Vorliegend lag zwischen dem Eingang des Schriftsatzes bei Gericht und dem Ablauf der Berufungsfrist ein Zeitraum von zehn Tagen. Der Kläger durfte darauf vertrauen, dass dem Gericht das Fehlen der Unterschrift des Prozessbevollmächtigten bei fristgerechter Bearbeitung der Sache im ordentlichen Geschäftsgang innerhalb dieser Zeit auffallen würde. Dem steht nicht entgegen, dass sich die Gerichtsakte zu diesem Zeitpunkt noch beim Amtsgericht befand, denn der Mangel war ohne Kenntnis der Akten und ohne inhaltliche Prüfung der Rechtsmittelschrift unschwer erkennbar. Bei dieser Sachlage durfte der Kläger darauf vertrauen, dass sein Prozessbevollmächtigter rechtzeitig einen Hinweis auf die fehlende Unterschrift erhalten würde. Wäre dies geschehen, hätte der Mangel innerhalb der noch zur Verfügung stehenden Zeit ohne weiteres behoben werden können. Bei dieser Sachlage wirkt sich ein etwaiges Verschulden des Prozessbevollmächtigten des Klägers für die Fristversäumung nicht mehr aus (vgl. BVerfGE 75, 183, 188 ff. = NJW 1987, 2003; 81, 264, 273 f. = NJW 1990, 2373).

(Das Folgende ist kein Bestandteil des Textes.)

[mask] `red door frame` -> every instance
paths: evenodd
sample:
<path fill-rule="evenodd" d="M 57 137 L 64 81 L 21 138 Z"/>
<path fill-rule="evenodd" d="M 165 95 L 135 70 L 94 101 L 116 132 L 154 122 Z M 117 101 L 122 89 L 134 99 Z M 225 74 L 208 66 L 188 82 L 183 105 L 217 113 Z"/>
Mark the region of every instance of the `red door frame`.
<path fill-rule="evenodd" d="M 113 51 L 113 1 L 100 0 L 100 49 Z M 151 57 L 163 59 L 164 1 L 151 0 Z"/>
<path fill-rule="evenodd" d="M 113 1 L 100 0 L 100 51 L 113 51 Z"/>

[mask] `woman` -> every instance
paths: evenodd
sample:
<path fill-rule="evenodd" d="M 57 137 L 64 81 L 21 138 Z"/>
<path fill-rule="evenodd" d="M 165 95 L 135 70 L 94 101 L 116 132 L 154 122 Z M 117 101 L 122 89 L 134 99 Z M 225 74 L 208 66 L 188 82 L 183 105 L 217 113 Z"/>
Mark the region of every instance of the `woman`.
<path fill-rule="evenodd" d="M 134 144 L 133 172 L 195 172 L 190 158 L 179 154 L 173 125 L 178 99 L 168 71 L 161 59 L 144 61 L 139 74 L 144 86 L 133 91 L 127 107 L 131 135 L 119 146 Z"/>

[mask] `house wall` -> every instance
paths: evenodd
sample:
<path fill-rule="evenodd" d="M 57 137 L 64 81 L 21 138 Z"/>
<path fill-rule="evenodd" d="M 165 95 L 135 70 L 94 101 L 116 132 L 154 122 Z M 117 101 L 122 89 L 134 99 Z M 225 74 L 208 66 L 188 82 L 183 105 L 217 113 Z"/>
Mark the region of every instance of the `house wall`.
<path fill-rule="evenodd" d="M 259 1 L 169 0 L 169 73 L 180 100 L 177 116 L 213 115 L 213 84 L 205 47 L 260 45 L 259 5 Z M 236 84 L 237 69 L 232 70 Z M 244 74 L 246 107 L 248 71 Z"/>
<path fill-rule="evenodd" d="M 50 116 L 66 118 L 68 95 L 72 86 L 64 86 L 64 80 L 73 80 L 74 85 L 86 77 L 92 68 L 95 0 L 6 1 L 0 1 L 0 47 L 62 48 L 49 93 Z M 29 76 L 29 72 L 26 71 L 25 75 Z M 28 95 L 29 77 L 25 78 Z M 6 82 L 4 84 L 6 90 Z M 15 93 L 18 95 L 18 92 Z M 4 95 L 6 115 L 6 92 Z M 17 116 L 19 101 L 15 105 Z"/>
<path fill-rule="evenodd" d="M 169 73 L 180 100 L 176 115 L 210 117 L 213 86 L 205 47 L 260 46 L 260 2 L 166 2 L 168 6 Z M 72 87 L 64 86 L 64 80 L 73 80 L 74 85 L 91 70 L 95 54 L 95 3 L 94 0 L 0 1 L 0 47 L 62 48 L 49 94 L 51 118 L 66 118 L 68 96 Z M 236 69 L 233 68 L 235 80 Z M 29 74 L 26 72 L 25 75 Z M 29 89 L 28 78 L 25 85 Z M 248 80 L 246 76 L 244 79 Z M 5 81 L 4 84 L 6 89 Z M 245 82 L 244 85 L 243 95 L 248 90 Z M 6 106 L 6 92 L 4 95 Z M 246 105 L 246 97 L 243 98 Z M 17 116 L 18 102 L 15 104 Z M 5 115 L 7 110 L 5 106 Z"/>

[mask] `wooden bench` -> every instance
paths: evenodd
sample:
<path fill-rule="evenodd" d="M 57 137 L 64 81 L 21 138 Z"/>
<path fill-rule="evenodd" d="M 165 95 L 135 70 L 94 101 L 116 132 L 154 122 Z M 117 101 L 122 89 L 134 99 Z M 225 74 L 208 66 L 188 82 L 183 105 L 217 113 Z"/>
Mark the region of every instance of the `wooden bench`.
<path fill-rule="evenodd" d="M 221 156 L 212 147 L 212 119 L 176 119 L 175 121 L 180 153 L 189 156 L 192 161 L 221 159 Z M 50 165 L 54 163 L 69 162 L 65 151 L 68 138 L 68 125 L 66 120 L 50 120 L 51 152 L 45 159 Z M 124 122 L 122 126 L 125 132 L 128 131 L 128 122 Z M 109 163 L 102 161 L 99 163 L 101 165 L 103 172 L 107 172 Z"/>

3. Mithin hat der Kläger glaubhaft gemacht, dass die Frist zur Berufungseinlegung ohne eigenes oder ihm nach § 85 Abs. 2 ZPO zuzurechnendes Verschulden seines Prozessbevollmächtigten versäumt worden ist. Daher war ihm Wiedereinsetzung in den vorigen Stand gegen die Versäumung der Berufungsfrist zu gewähren. Soweit die Berufung als unzulässig verworfen worden ist, ist der angegriffene Beschluss des Berufungsgerichts damit gegenstandslos.